Just the visualization of such a scenario sends jitters across the spine! No meaningful policy actions to counter the worsening economic scenario; coupled with political uncertainly; another round of elections could push us in long de-growth phase which we are yet to price in be it in the equity markets or other asset markets.

On the fiscal front, the deficit figure would be hovering in double digits for this and in the next fiscal. Recently, S&P changed it rating outlook on India from stable to negative in light of the worsening fiscal situation and reverting all the consolidation benefits of past several years. FRBM act have been kept on the book self for the time gathering dust and may not see the light of the day until the economy recovers from the doldrums!

On monetary policy front, market participants are betting at 100-150 bps rate cut by RBI। The recent GDP slowdown from earlier 9% to 5.3% in Dec quarter with expectation of further slowdown to below 4% in next two quarters could force to cut rates drastically, may be by over 200 bps in near term. We all believe that the monetary policy actions are more likely to bring India back on the growth trajectory faster than the fiscal stimulus packages being announced by the government straining its fiscal position severally. An estimate suggests that a 100 bps policy rate cut is better than the 200 bps indirect-tax rate cut. However, huge borrowing requirements of both the central and state governments would keep the pressure on the interest rates, despite monetary easing.
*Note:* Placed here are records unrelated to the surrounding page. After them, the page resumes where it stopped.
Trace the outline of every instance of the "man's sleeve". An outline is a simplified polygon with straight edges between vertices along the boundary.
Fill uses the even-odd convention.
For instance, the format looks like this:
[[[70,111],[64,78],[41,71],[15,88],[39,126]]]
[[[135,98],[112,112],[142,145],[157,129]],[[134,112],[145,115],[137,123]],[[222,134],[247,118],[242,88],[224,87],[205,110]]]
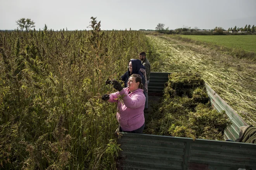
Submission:
[[[149,65],[147,63],[145,63],[144,66],[145,67],[145,70],[146,70],[146,75],[147,76],[149,74]]]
Corporate borrowing costs are unlikely to come off significantly under this scenario, straining both their BS and P&L। Dropping sales and increased cost has caught all the corporate on their wrong foot of expansionary mode. We are yet to witness large corporate defaults due to financial strains even in the highly strained sectors like automobiles, real estate, and metals. Recent downgrades of some of the major players in the sector by the rating agencies point towards the increased likelihood of such event in near future.

Tuesday, February 17, 2009

Just how much money is at stake in shares pledged by promoters?

SEBI in its recent directive in January mandated disclosures regarding pledge of shares by the promoter and persons forming part of the promoter group to the company and by the company to the stock exchanges where shares of the company are listed, post Satyam fiasco.

Ever since the companies started disclosing this information, market learned the degree of this financial engineering, which looks like and Indian version of western word’s CDO/MBS.

Majority of Indian companies have been pledging shares for more than two decades, if not longer. There are 114 companies where promoters have pledged more than 50% of their stake, and about 22 companies (about 5% of disclosing companies) have pledged more than 50% of their paid up shares. Promoters of 467 companies have pledged with lenders an average 23% of their holdings so far. At current market prices, the total value of pledged stocks is over Rs 62,000 crore. This is over 2% of Indian stock market’s market-cap of Rs 30.33 lakh crore.

Promoter’s pledged shares represents, on average 17.07% of paid up shares. As per the data available for 3,483 listed companies, Indian promoters hold 49.85% of paid-up shares of these companies as on Dec’08. Generalization of this to all listed entities, suggests whopping 258,107 crore[1]. Assuming 50% margin, the bank credit to these promoters could be pegged at Rs. 129,000 crore (about 5% of credit by entire banking system in the economy)!

What would happen if the equity prices continue in its downward trend, eventually forcing promoters (those who have pledged their almost entire stake in the company) to default leaving financial institutions no other choice than to off-load all the equity in the market? And if they choose to off-load these pledged shares in the market, its bound to cause havoc on the equity prices, set to crash by at least 20-30%, and eventually the losses financial institutions may have to bear could be well about 100,000 crore (about 25% of Scheduled commercial banks capital, reserves and surplus as on March’08).

The question in every investor’s mind is whether it is just a corporate governance issue or a much deeper financial problem looming its head? Is our banking system strong enough, as argued by almost everyone in past, to whether out such blow on their balance sheets? Are they capitalized well to survive?

[1] SEBI directive doesn’t ask mutual funds to disclose their pledged shareholding. Mutual funds are also expected to have pledged shares to the tune of Rs. 3,000 crore.